Spécialiste d'études féministes de renommée internationale, Homa Hoodfar, 65 ans, qui a la triple citoyenneté canadienne, iranienne et irlandaise, s'est particulièrement intéressée à la condition des femmes musulmanes. Ses études, très nuancées, déconstruisent l'image stéréotypée que l'Occident se fait de la « pauvre-femme-musulmane-soumise ». Son fascinant livre sur le port du voile en Amérique du Nord* - dont j'ai déjà parlé au moment des débats de la commission Bouchard-Taylor - est une lecture essentielle pour quiconque s'intéresse de façon sérieuse à cette question.

À l'heure où ces sujets sont toujours d'actualité, la voix posée et réfléchie de Homa Hoodfar est aussi précieuse qu'essentielle, a rappelé hier sa collègue et amie de longue date Marguerite Mendell, professeure à l'École des affaires publiques et communautaires de l'Université Concordia. 

« Nous avons besoin de Homa. Nous avons besoin d'elle maintenant. » - Marguerite Mendell, collègue et amie de Homa Hoodfar

Comme tous ses proches et collègues, Marguerite Mendell est très inquiète pour son amie, emprisonnée à Téhéran depuis le 6 juin 2016. Inquiète pour sa santé physique - elle souffre d'une maladie auto-immune rare, la myasthénie grave, qui exige l'accès à des médicaments et à un suivi médical. Inquiète aussi pour la santé psychologique de son amie, qui a été placée en isolement. « Homa est une femme très, très forte, qui a du caractère et qui est très courageuse. Mais une expérience comme ça, c'est inimaginable, même pour les gens les plus forts. »

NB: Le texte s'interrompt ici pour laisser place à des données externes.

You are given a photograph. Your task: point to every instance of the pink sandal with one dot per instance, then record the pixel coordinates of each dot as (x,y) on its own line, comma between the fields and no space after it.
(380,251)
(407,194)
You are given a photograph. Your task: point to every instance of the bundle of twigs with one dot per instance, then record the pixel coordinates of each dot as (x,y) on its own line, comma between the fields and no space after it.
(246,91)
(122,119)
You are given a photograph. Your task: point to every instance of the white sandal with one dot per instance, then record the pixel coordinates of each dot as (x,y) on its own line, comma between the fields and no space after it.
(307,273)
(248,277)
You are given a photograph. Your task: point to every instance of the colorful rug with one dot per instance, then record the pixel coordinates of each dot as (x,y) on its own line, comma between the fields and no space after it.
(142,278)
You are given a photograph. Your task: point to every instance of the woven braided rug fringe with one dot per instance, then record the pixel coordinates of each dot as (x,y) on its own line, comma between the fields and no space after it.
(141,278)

Homa Hoodfar s'était rendue en Iran après la mort de son mari, Anthony Hilton, emporté par une tumeur au cerveau. Elle venait de passer deux années éprouvantes au chevet d'Anthony, qui était lui-même un grand admirateur de la culture iranienne. Le voyage en Iran se voulait un nouveau départ. C'était avant tout pour elle une façon de renouer avec ses racines et sa famille, et de faire son deuil. Elle voulait aussi en profiter pour mener des recherches dans les archives du Parlement sur le rôle historique des Iraniennes en politique.

Au moment de quitter l'Iran, Homa Hoodfar a été arrêtée sur ordre des Gardiens de la révolution. On lui reproche de « collaborer avec un gouvernement hostile » ainsi que de « baigner dans des activités féministes ».

« J'ai juste peur qu'on l'oublie », m'a dit son amie Vrinda Narain, professeure de droit à l'Université McGill, qui milite activement pour sa libération.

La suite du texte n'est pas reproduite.